Cari fazla veren sektörlerin başında gelen turizm sektörü için tehlike çanları çalmaya devam ediyor. Sektörde sıkıntıların ilk emareleri 2013 yılında görülmeye başlasa da Rusya ile yaşanan siyasi kriz ve ardından yaşanan terör olayları sektördeki sıkıntıları da derinleştirdi. Sadece kongre turizmi için bakıldığında tablo daha net görülüyor. 2014 yılında kongre turizminde dünya 6’ncısı olan Türkiye, bu yıl 66’ncı sıraya gerilemiş durumda. Turizm sektörü temsilcileri ‘Elimizde iptal edilecek kongre bile kalmadı’ diyor. Rusya ile yaşanan krizin ardından çıkartılan birtakım düzenlemeler de sektörün derdine çare olmadı.
Temsilciler bu konuda, “İş yapmanın gereğini yapmayan kişiler ödüllendirildi. Teşvik adıyla yapılan düzenlemede SGK ve vergisini ödemeyen kişiler için öteleme getirildi. Zamanında ödemelerini yapana kolaylık sağlanmadı” ifadelerini kullanıyorlar. Sektör temsilcileri bugün acil önlem alınmaması halinde asıl sıkıntıyı kasım ayında yaşayacaklarını belirtirken, gerekli düzenlemelerin yapılması durumunda işlerin en erken 1.5 yıl sonra düzeleceğini kaydediyor.
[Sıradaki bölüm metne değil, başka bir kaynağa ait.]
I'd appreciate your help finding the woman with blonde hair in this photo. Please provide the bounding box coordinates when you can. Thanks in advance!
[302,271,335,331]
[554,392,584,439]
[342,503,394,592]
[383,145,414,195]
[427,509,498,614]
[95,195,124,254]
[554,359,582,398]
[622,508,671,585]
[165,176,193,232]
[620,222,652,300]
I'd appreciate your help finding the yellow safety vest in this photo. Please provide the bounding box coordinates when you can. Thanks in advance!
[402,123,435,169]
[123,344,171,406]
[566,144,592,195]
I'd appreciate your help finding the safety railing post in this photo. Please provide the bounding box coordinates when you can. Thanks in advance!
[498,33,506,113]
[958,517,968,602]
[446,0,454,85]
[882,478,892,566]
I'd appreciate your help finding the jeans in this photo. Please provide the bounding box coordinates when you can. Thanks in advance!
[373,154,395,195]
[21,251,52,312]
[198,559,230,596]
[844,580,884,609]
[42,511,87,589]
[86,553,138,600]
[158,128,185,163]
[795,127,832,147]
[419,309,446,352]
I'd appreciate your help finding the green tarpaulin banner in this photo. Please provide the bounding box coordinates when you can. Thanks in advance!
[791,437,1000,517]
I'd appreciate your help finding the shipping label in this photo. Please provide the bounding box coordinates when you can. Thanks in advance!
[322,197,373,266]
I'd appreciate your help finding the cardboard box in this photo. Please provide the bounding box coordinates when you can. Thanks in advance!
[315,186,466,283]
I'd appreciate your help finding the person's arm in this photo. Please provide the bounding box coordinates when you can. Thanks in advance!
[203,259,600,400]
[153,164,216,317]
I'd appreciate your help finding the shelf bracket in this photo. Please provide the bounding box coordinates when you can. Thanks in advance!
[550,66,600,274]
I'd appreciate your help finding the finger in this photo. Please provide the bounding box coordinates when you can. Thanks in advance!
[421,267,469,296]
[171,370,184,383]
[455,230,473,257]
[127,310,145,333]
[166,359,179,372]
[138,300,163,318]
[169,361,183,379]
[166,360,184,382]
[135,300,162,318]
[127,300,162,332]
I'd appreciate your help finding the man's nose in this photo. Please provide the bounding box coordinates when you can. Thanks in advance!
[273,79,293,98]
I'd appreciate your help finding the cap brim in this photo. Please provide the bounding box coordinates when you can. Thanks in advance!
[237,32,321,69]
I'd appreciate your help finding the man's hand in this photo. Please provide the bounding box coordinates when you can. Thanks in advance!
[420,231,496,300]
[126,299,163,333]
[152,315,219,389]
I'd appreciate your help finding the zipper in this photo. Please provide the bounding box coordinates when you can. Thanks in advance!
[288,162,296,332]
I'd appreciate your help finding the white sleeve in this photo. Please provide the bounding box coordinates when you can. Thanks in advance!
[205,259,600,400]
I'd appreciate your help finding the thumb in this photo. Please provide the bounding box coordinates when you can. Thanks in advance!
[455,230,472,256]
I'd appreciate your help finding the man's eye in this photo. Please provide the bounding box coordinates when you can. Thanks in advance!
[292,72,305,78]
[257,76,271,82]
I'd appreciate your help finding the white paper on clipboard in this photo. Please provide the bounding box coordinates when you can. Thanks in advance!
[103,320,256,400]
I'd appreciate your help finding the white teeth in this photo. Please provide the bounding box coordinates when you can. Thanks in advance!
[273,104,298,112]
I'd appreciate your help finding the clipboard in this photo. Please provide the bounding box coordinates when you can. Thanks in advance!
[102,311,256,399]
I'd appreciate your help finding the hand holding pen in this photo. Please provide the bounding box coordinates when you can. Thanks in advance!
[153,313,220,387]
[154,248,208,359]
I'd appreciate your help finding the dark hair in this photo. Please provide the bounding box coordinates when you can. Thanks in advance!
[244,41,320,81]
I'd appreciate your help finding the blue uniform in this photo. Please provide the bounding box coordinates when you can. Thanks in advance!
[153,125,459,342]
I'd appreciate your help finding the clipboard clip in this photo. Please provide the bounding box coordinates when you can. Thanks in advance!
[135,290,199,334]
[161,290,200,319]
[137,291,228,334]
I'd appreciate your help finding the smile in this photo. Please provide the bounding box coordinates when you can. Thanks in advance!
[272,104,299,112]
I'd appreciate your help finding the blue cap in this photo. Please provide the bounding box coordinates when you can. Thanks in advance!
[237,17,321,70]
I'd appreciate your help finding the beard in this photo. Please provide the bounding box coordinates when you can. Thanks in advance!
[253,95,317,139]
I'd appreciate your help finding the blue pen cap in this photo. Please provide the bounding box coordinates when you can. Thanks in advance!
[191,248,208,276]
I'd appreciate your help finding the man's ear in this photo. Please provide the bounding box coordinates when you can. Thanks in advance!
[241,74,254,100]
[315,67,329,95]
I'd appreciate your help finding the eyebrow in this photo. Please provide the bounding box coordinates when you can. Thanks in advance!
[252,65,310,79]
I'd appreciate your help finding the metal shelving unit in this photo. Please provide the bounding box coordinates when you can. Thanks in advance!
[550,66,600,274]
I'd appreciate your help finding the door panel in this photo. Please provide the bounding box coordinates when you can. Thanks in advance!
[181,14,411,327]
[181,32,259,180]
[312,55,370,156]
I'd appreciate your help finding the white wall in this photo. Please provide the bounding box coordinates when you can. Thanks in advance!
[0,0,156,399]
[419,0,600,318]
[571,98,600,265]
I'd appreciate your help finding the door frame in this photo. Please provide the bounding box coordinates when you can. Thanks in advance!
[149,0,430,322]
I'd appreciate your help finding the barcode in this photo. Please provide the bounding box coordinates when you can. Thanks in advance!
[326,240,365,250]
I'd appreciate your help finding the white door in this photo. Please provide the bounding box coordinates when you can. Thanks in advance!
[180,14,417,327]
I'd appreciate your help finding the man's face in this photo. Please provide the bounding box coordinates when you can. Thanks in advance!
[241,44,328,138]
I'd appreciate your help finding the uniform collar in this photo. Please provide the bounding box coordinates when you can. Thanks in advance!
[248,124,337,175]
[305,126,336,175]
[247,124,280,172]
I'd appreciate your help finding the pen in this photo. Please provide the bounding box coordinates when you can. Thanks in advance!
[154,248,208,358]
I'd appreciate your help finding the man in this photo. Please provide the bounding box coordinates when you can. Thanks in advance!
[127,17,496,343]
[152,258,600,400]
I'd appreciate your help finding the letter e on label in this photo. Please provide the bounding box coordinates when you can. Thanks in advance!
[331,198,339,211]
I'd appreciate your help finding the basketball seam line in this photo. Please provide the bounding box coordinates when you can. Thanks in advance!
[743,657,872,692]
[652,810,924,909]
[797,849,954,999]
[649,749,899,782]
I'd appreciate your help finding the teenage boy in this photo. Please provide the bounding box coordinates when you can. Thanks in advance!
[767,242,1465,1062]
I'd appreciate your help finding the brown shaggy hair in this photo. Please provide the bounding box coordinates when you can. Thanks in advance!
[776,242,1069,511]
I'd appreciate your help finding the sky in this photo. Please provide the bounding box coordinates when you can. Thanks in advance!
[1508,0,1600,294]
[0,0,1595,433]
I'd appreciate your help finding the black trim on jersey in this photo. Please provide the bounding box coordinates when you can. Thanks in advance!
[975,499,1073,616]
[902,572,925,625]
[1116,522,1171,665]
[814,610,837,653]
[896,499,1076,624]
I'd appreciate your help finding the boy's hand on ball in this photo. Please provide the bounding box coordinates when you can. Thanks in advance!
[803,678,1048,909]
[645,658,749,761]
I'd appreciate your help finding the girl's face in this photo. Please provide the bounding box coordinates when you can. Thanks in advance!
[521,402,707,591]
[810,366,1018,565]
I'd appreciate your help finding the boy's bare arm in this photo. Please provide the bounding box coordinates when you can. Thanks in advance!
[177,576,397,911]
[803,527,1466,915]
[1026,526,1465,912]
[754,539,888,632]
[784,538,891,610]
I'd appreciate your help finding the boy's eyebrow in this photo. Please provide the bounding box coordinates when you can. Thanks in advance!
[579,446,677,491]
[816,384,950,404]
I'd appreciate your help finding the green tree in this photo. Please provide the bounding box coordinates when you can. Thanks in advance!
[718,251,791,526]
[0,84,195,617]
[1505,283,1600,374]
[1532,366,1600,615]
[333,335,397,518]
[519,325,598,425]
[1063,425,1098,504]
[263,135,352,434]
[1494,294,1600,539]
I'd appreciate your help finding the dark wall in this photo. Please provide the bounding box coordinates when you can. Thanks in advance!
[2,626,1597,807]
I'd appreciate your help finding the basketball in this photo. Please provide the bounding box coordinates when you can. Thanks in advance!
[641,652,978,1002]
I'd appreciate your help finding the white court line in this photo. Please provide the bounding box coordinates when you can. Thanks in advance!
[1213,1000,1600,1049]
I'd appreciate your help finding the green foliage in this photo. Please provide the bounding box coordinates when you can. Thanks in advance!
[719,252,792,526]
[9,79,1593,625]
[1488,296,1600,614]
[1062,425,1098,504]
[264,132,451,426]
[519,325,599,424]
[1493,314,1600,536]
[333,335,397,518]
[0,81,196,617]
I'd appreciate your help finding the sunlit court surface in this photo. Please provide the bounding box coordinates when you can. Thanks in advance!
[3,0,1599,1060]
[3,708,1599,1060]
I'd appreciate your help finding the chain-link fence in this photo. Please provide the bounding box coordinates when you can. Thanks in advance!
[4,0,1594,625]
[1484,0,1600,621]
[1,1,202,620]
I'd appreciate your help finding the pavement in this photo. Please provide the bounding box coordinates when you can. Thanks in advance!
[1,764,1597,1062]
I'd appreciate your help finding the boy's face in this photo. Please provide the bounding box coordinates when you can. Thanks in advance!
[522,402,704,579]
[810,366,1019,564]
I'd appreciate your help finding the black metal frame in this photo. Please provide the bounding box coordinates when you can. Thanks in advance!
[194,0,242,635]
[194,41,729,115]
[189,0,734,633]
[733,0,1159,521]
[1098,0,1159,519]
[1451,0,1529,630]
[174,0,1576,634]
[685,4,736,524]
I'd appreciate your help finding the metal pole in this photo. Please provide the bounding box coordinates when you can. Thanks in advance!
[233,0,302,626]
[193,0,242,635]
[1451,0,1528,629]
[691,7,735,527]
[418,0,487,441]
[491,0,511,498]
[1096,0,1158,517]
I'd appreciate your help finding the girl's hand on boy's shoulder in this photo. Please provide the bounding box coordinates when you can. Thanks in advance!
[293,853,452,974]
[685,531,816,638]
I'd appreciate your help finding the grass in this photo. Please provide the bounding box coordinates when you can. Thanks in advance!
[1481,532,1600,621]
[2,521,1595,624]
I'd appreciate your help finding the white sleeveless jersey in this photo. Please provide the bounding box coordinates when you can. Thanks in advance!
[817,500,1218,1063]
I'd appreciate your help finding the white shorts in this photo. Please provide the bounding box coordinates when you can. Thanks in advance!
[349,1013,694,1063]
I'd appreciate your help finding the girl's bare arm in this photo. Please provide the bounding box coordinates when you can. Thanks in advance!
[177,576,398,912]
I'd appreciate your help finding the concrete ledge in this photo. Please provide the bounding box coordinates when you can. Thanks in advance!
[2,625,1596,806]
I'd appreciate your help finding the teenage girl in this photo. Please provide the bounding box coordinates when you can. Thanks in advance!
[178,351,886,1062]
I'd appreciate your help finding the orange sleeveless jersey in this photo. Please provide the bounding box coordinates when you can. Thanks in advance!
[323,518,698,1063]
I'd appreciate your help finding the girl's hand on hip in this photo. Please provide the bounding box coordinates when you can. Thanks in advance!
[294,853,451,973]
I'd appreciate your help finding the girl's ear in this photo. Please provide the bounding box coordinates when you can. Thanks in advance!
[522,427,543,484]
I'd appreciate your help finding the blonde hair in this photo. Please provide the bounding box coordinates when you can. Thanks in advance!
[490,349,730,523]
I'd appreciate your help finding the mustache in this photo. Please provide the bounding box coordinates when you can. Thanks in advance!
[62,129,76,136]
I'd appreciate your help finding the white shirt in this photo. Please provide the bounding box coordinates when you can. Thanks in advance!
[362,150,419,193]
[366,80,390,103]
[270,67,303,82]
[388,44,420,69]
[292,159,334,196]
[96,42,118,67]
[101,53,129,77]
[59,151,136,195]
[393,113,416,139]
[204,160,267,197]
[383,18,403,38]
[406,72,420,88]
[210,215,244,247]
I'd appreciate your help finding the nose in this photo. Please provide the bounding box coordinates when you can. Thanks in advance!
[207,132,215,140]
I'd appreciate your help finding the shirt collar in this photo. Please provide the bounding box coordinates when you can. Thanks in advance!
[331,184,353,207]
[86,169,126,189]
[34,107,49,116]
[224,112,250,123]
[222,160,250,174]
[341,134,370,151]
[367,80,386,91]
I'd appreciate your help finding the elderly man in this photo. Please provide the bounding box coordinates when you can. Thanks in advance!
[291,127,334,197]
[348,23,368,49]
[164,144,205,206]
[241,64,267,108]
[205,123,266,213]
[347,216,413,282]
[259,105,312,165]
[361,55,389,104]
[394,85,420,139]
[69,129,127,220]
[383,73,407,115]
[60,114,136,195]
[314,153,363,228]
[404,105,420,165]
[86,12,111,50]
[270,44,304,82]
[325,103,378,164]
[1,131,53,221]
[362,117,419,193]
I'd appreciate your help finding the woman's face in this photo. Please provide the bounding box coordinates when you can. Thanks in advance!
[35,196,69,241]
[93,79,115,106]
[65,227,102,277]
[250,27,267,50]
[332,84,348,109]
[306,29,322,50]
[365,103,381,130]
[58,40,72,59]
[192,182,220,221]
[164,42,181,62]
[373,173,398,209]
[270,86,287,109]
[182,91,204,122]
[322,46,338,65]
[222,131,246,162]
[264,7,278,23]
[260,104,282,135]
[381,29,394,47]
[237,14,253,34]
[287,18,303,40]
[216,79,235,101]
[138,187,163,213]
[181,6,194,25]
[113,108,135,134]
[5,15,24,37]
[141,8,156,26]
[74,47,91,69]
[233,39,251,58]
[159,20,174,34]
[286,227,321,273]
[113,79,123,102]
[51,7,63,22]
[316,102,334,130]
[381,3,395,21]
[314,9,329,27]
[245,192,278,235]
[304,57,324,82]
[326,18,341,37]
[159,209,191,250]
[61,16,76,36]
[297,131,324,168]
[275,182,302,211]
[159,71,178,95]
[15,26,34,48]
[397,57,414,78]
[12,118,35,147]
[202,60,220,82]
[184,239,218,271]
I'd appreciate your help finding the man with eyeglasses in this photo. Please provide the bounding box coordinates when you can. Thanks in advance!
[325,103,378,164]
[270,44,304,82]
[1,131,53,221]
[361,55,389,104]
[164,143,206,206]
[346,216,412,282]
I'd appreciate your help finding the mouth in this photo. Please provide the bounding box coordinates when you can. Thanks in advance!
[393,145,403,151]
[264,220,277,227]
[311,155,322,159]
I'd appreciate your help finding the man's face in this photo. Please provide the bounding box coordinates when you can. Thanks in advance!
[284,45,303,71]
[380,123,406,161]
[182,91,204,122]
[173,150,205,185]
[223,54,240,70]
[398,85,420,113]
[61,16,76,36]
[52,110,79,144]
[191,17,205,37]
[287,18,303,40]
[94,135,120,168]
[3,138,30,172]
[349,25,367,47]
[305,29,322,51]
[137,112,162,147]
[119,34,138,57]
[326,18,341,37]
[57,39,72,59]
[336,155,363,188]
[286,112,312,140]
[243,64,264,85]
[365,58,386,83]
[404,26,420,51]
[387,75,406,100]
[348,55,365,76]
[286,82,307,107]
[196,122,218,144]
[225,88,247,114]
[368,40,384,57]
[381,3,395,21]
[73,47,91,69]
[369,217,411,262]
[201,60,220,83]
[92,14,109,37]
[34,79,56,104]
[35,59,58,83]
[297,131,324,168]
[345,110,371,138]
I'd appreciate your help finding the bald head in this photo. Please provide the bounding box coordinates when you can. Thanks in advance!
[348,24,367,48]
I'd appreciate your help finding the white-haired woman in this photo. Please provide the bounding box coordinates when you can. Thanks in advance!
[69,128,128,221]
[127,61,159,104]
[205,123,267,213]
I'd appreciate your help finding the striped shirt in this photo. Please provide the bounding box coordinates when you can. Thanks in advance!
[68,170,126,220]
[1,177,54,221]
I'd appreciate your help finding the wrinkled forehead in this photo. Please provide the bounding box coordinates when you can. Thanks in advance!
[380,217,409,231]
Türkiye Otelciler Birliği (TÜROB) yönetimi sektördeki sıkıntıları, beklentilerini ve çözüm önerilerini Dünya’ya anlattı. Toplantıya, TÜROB Başkanı Timur Bayındır, TÜROB Genel Müdürü İsmail Taşdemir, Başkan Yardımcısı ve Eresin Turizm Yönetim Kurulu Başkanı Müberra Eresin, Başkan Yardımcısı ve Hilton Worldwide Türkiye Bölge Müdürü Armin Zerunyan, Genel Sekreter ve The Marmara Taksim Genel Müdürü Uygar Koçaş, Yönetim Kurulu Üyesi ve NG Hotels İcra Kurulu Başkanı Hediye Güral Gür, Yönetim Kurulu Üyesi ve WOW İstanbul Hotels & Convention Center Genel Koordinatörü Ziya Cihan ile Yönetim Kurulu Üyesi ve Divan Otelleri Danışmanı Dr. Faik Öztunç katıldı.
Toplantıya katılan otelcilere göre sektör için son açıklanan düzenlemeler teşvik değil, işini düzgün yapanlar için ceza niteliğinde… Ötelenen kredilerin yüzde 50 yukarı çıktığını aktaran sektör temsilcileri aynı zamanda SGK primlerini ve vergilerini ödemeyenler için erteleme getirildiğini hatırlattılar. SGK ve vergilerini ödemiş olanlar için herhangi bir düzenleme olmadığını belirten temsilciler, “Evini satıp, vergisini, personel maaşını ödeyenler var” dediler. Otomotiv sektörüyle kendilerini kıyaslayan otelciler, otomotivde bir sorun olduğunda bir daha gündeme gelmeyecek şekilde bu sorunun çözüldüğünü fakat turizm sektöründe bu işlerin bu şekilde olmadığını söylüyorlar.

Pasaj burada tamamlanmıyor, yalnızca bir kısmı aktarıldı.